Raynaud phenomenon (also known as Raynaud’s) is characterized by cold-induced extremity triphasic color changes—initial blanching and pallor that transitions to cyanosis and finally erythema with associated pain during the recovery stage. The fingers are the most commonly involved appendages and can have a symmetric distribution, but RP also has been observed on the feet, lips, nose, and ears. In severe cases, it can cause ulceration.²⁵ The prevalence of RP may be as high as 5% in the general population.²⁶ It more commonly is primary or idiopathic with no underlying cause or secondary with an associated underlying systemic disease.
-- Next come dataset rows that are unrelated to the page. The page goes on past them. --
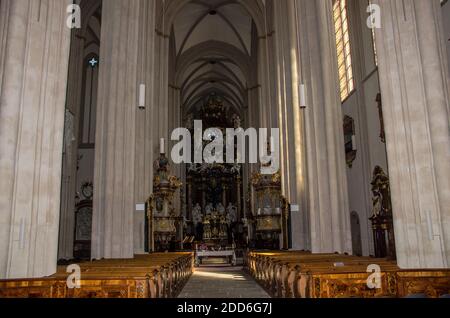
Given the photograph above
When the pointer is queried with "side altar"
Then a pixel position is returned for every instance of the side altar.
(164, 221)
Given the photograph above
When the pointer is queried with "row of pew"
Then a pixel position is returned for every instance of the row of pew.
(160, 275)
(307, 275)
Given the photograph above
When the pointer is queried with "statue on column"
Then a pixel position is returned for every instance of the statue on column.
(231, 214)
(209, 209)
(382, 222)
(220, 208)
(197, 219)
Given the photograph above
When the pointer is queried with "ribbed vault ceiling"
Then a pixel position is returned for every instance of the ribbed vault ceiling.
(213, 43)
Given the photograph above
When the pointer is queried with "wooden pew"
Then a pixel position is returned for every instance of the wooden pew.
(302, 274)
(147, 276)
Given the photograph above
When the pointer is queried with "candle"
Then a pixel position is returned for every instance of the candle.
(142, 96)
(302, 96)
(162, 147)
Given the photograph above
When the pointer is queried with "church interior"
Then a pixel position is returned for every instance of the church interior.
(94, 205)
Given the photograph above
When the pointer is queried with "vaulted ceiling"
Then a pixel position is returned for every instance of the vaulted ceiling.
(214, 44)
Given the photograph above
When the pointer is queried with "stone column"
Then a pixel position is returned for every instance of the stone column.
(35, 52)
(415, 92)
(115, 157)
(238, 198)
(314, 173)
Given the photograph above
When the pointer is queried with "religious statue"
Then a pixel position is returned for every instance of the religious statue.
(382, 223)
(236, 121)
(231, 214)
(220, 208)
(209, 208)
(161, 166)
Cold-induced vasoconstriction is a normal physiologic response, but in RP, the response becomes a vasospasm and is pathological. Autoimmune and connective tissue diseases often are associated with secondary RP. Other risk factors include female sex, smoking, family history in a first-degree relative, and certain medications.²⁵ A study in northern Sweden also identified a history of frostbite as a risk factor for the development of RP.²⁷ This condition can notably restrict mobility and deployability of affected service members as well as the types of manual tasks that they may be required to perform. As such, this condition can be disqualifying for military service.¹¹

Many patients improve with conservative treatment consisting of cold avoidance, smoking cessation, and avoidance of medications that worsen the vasospasm; however, some patients develop pain and chronic disease, which can become so severe and ischemic that digital loss is threatened.²⁵ When needed, calcium channel blockers commonly are used for treatment and can be used prophylactically to reduce flare rates and severity of disease. If this class of medications is ineffective or is not tolerated, there are other medications and treatments to consider, which are beyond the scope of this article.²⁵

Cold Urticaria

Cold urticaria is a subset of physical urticaria in which symptoms occur in response to a cutaneous cold stimulus. It can be primary or secondary, with potential underlying causes including cryoglobulinemia, infections, and some medications. Systemic involvement is possible with extensive cold contact and can include severe anaphylaxis. This condition is diagnosed using a cold stimulation test. Cold exposure avoidance and second-generation antihistamines are considered first-line treatment. Because anaphylaxis is possible, patients should be given an epinephrine pen and should be instructed to avoid swimming in cold water.²⁸ Cold urticaria is disqualifying for military service.¹¹

A 2013 case report described a 29-year-old woman on active duty in the US Air Force whose presenting symptoms included urticaria on the exposed skin on the arms when doing physical training in the rain.²⁹ In this case, secondary causes were eliminated, and she was diagnosed with primary acquired cold urticaria. This patient was eventually medically discharged from the air force because management with antihistamines failed, and her symptoms limited her ability to function in even mildly cold environments.²⁹

Final Thoughts

An understanding of cold weather injuries and other dermatologic conditions that may be flared by cold exposure is important for a medically ready military force, as there are implications for accession, training, and combat operations. Although the focus of this article has been on the military, these conditions also are seen in civilian medicine in patient populations routinely exposed to cold weather. This becomes especially pertinent in high-risk patients such as extreme athletes, homeless individuals, or those who have other predisposing characteristics such as chronic alcohol use. Appropriate cold weather gear, training, and deliberate mission or activity planning are important interventions in preventing cutaneous cold weather injuries within the military.